Does This Mean DOMA Is Doomed?

Ed Whelan is right as usual in his post about the Obama administration’s decision to stop defending (sic) the Defense of Marriage Act in court, especially when he writes that this decision ends what was only a charade to begin with. The Obama Justice Department was already torpedoing DOMA by making fallacious arguments in its behalf. DOMA is better off without this kind of help.

That Attorney General Holder claims the administration will nonetheless “enforce” this supposedly indefensible law is really quite a puzzle. Ed Whelan sees politics in all this, as well he should. But even politicians would blanch at maintaining what Holder is poised to attempt. The attorney general has sworn an oath to protect and uphold the Constitution. He now says that he believes DOMA to be incompatible with the Constitution. So, class, here is the pop quiz: How does the attorney general of the United States uphold the Constitution by enforcing an unconstitutional law?

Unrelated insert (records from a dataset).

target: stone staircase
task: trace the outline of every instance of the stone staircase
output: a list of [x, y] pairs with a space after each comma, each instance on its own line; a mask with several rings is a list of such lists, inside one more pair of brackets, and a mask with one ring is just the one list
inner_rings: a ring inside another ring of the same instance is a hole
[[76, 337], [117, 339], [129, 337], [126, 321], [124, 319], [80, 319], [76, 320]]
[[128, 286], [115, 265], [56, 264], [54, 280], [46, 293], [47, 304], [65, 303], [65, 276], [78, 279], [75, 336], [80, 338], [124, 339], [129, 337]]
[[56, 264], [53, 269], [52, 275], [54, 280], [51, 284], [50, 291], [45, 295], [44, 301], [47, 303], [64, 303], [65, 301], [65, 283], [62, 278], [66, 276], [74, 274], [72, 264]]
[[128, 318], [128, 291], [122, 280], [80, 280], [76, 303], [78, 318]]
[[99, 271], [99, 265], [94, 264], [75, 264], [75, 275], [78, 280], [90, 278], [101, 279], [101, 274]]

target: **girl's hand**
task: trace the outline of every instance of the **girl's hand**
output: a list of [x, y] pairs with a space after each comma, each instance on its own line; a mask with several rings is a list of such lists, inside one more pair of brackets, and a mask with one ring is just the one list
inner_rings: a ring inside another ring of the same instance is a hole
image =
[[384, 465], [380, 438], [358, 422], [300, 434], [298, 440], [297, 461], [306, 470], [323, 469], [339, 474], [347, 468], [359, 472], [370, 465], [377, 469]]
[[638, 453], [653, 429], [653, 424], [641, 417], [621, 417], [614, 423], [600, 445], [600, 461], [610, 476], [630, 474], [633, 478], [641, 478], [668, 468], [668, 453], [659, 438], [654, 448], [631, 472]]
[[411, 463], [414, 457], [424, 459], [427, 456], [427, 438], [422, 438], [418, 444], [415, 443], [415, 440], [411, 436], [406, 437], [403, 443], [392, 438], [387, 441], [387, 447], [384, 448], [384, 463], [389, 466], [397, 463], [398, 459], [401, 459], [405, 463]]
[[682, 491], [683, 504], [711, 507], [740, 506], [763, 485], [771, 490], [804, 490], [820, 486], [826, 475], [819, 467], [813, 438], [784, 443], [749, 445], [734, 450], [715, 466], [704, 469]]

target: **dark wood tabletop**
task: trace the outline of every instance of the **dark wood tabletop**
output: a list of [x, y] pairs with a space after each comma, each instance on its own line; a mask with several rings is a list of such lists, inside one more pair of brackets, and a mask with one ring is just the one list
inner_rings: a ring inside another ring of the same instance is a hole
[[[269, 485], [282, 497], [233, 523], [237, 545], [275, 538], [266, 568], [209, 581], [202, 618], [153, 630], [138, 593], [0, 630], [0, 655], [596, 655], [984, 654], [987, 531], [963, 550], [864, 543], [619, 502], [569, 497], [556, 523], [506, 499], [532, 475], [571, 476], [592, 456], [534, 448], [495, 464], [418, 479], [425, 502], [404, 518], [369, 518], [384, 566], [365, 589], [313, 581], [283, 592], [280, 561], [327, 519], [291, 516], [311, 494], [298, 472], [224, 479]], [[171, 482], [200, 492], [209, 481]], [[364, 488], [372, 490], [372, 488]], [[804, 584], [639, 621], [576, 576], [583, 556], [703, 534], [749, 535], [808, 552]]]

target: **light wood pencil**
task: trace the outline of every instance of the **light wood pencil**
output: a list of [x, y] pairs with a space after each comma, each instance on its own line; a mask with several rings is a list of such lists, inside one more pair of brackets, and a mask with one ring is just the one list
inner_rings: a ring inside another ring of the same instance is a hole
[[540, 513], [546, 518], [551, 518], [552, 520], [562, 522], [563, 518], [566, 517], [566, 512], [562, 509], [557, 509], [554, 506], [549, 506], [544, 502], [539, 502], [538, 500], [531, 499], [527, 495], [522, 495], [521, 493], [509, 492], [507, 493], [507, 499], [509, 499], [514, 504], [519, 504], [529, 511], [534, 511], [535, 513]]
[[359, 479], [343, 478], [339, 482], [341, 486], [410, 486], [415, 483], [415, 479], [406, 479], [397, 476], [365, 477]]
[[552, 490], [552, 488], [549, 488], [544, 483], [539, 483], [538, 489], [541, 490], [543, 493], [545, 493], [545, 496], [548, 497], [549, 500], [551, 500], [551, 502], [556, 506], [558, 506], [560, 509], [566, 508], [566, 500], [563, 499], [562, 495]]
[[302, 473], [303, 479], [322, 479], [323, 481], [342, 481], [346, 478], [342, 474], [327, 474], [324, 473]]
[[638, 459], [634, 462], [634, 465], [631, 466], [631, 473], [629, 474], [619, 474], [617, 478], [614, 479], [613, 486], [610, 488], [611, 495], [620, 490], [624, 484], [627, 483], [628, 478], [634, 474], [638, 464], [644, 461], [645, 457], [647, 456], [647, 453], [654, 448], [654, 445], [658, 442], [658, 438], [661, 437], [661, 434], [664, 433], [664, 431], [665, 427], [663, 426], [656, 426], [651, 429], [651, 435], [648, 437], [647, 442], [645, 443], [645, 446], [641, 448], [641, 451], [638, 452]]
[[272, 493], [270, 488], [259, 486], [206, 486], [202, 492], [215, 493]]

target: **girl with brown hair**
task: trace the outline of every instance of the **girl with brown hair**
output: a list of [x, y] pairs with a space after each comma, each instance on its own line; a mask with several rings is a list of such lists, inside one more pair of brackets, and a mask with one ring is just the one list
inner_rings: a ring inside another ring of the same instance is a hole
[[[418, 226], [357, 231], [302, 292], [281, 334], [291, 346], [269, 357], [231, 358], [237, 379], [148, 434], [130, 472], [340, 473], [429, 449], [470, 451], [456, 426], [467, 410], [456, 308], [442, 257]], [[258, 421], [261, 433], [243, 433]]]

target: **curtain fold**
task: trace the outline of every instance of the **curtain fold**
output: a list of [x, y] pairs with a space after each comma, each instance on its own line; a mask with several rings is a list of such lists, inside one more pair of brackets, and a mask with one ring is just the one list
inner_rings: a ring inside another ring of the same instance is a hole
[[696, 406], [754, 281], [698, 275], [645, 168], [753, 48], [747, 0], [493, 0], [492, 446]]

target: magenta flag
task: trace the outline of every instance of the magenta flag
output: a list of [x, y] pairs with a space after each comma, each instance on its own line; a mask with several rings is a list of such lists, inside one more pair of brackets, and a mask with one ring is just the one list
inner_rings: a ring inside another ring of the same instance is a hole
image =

Use additional sheets if necessary.

But it is even worse than Ed Whelan thinks, because this administration has done nothing less than redefine marriage. The argument against same-sex marriage boils down to this: Marriage is the sort of relationship that necessarily requires spouses of different genders. Proponents of same-sex marriage say that marriage has nothing necessarily to do with the gender of the spouses, so it is arbitrary (and thus unconstitutional) for public authorities to limit marriage to male-female couples. The constitutional question depends wholly upon this question about marriage itself, about the reality — or, if you will, the truth — of what marriage is.

Today’s announcement confirms that the Obama administration believes what SSM advocates believe about marriage — not what the vast majority of Americans believe, and not what is reflected in every federal law on the subject.